Introduction
The development of AI agents capable of human-like planning has been a longstanding goal in the field of AI. TravelPlanner is introduced as a benchmark to assess the capabilities of language agents in complex real-world planning scenarios, particularly focusing on travel planning. This benchmark evaluates agents' performances against meticulously curated planning intents and their ability to utilize nearly four million data records across various tools.
Related Work
Recent breakthroughs have seen LLMs playing a pivotal role in improving language agents. The emergence of models such as GPT-3.5, GPT-4 and Gemini has endowed these agents with capabilities such as advanced memory, tool use, and strategic planning.
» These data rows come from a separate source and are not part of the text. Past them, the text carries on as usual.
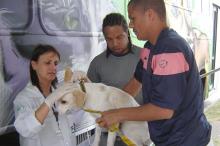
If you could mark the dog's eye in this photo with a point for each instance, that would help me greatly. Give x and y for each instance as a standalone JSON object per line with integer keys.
{"x": 63, "y": 102}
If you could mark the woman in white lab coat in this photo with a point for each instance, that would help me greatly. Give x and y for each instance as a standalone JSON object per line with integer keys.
{"x": 37, "y": 121}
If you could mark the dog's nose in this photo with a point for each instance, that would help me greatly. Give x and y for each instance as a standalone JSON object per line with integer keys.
{"x": 63, "y": 102}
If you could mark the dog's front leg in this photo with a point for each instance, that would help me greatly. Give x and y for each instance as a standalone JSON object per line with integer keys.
{"x": 98, "y": 131}
{"x": 111, "y": 138}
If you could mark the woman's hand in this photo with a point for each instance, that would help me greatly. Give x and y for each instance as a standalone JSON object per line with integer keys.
{"x": 58, "y": 93}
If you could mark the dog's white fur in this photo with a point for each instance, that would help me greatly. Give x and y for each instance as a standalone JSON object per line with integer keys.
{"x": 101, "y": 97}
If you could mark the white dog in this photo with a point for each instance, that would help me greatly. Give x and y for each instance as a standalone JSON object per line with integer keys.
{"x": 101, "y": 98}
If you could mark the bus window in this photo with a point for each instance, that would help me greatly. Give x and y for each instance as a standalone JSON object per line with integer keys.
{"x": 15, "y": 17}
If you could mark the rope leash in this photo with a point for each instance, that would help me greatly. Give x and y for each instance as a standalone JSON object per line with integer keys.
{"x": 114, "y": 128}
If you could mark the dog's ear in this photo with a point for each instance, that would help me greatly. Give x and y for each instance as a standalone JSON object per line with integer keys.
{"x": 68, "y": 75}
{"x": 80, "y": 97}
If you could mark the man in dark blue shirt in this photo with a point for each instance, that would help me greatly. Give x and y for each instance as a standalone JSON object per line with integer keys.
{"x": 171, "y": 85}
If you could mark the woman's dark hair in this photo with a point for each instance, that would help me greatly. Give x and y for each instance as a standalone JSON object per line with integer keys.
{"x": 38, "y": 51}
{"x": 113, "y": 19}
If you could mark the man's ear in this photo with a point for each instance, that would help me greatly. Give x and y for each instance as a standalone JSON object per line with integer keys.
{"x": 80, "y": 97}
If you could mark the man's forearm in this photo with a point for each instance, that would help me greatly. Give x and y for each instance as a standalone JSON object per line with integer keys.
{"x": 148, "y": 112}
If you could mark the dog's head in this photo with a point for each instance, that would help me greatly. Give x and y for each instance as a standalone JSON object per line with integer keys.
{"x": 74, "y": 100}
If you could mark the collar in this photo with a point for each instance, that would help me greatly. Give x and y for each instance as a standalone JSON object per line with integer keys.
{"x": 82, "y": 86}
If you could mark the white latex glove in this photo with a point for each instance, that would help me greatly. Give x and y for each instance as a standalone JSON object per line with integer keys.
{"x": 80, "y": 75}
{"x": 58, "y": 93}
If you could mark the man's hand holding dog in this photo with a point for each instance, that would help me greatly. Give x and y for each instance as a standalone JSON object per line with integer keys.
{"x": 109, "y": 118}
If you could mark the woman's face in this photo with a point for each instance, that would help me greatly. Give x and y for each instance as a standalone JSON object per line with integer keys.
{"x": 46, "y": 66}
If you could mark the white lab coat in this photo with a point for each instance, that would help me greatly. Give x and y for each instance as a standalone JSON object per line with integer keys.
{"x": 32, "y": 133}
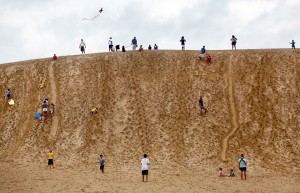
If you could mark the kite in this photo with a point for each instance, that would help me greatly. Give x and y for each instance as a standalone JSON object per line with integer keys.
{"x": 100, "y": 11}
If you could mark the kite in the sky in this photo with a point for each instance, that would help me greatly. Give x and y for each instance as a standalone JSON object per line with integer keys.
{"x": 100, "y": 11}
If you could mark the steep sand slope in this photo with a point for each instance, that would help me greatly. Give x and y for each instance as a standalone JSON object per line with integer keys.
{"x": 148, "y": 103}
This has led to significant enhancements in their general problem-solving abilities. Studies demonstrate these agents' competencies in utilizing long-term parametric memory and short-term working memory along with their interactions with external environments through API calls.
TravelPlanner: A Novel Planning Benchmark
TravelPlanner centers around the theme of travel planning – a multidimensional task involving long-horizon predictions and numerous constraints like budget and accommodation preferences. The benchmark challenges agents to construct multi-day itineraries that adhere to a combination of explicit and implicit constraints. The complexity of TravelPlanner is further increased by incorporating environmental dynamics that require the agent to adjust plans according to real-time feedback.
Evaluation Findings
Empirical evaluations using different models like GPT-4 and various planning strategies demonstrate a significant gap between current LLMs' capacities and the requirements of TravelPlanner. Even sophisticated agents struggle with a success rate of merely 0.6%, indicating that while the agents can handle some constraints, they often fail to synthesize a coherent plan that adheres to all at once. Common failure modes include errors in utilizing tools effectively, falling into dead loops due to incorrect actions, and producing hallucinated responses when information is missing or confusing.
Conclusion
TravelPlanner exemplifies a rigorous test for examining language agents' capacity for context-aware planning under realistic and complex constraints. The benchmark signifies the nascent stages of AI's planning abilities and underscores the considerable work necessary to reach human-level adeptness in planning tasks. Future research inspired by TravelPlanner will be instrumental in exploring more sophisticated strategies, enabling agents to handle multiple constraints and long-horizon tasks with the finesse that human planners do.